第22話 ケイトの秘密

 キャサリン=ブリッジスは、代々続く魔女の家に生まれた。

 中世、ヨーロッパで吹き荒れた魔女狩りを逃れ、彼女の祖先はイギリスのロンドンに移住した。

 やがてそこでも始まった迫害を逃れ、一家はスコットランドへと移り住んだ。

 それ以来、着々と魔術的知識を増やしていったブリッジス家は、今日、魔術の本場である英国において一大勢力となっていた。

 その分野で最も権威のある『魔術協会』の会長は、ブリッジス家の当主であり、「サー」の称号を持つキャサリンの祖父ブライアン=ブリッジスが務めている。


 彼の娘、つまりキャサリンの母であるマリアは、若い頃、京都に留学していた。表向きは留学だが、それは日本古来の陰陽道をブリッジス家の魔術に取り入れるための隠れ蓑に過ぎなかった。

 そのときマリアが接触した中には、日本の異能者を見張る役目を持つ伊能家があった。

 両家には同い年の娘がいて、幼いながらそれぞれが優れた才能を持ち将来を期待されていた。

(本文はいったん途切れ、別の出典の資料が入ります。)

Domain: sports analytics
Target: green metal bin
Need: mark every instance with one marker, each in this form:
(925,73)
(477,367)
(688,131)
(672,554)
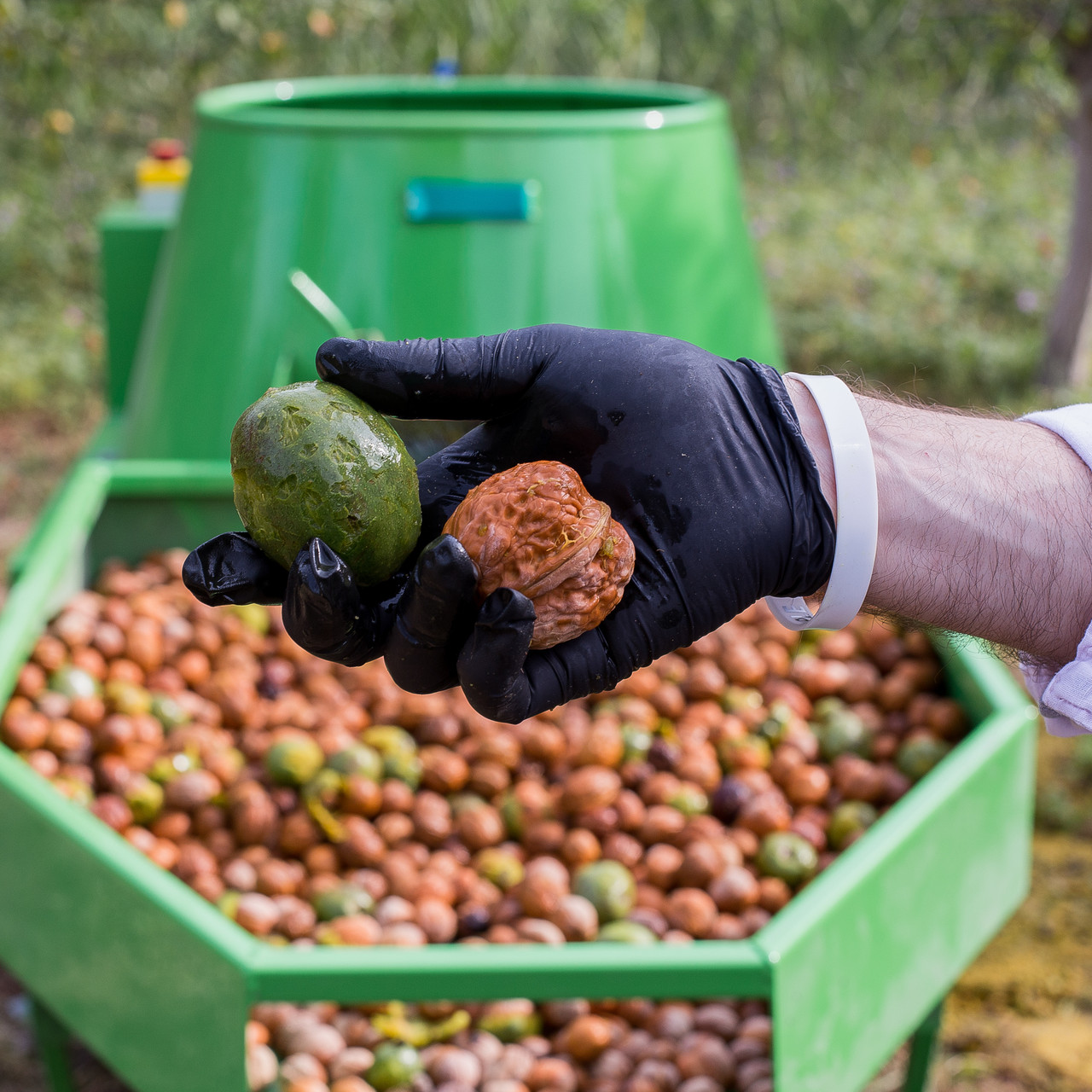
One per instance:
(435,207)
(159,984)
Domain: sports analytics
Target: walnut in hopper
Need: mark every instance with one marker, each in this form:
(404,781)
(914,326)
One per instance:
(535,529)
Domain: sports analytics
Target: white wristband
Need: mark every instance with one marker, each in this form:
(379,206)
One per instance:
(857,511)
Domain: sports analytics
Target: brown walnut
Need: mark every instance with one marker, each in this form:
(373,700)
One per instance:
(535,529)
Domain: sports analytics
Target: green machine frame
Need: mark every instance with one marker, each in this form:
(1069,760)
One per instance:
(159,984)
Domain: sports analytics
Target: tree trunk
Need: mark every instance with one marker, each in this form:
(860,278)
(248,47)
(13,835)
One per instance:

 似た境遇の娘二人は、すぐに仲良くなり、いつも一緒に遊ぶようになった。

 

 キャサリンが小学五年生の時、マリアがイギリスへ帰ることになった。

 幼い娘がせっかくできた友達と離れるのを嫌がったので、マリアは滞在を引きのばそうとしたが、ブライアンがそれを許さなかった。


「絶対にまた帰ってくるから。そうしたら、また遊んでね」


 空港に見送りに来た伊能家の娘に、キャサリンは涙まみれになった顔で別れを告げた。

 必死に涙をこらえた黒髪の娘は、ただ頷くことしかできなかった。

 

 ◇


 ある日、『魔術協会』の重鎮たちがスコットランドにあるブリッジス家に集まった。

 秘密会議が行われた部屋は、鍵を掛けたうえ、魔術で厳重な「封印」がなされていた。


 キャサリンは、腕試しのため、面白半分に会議の盗聴に挑んだ。

 従魔契約の魔術と錬金術におけるホルムンクス作成の術を組みあわせ、彼女は新しい術式を創りだした。

 それは天才としての才能が開花した瞬間だった。

 その術式を使い疑似人格を埋め込んだ、小さな蜘蛛くもを、あらかじめ会議室に忍ばせておいた。 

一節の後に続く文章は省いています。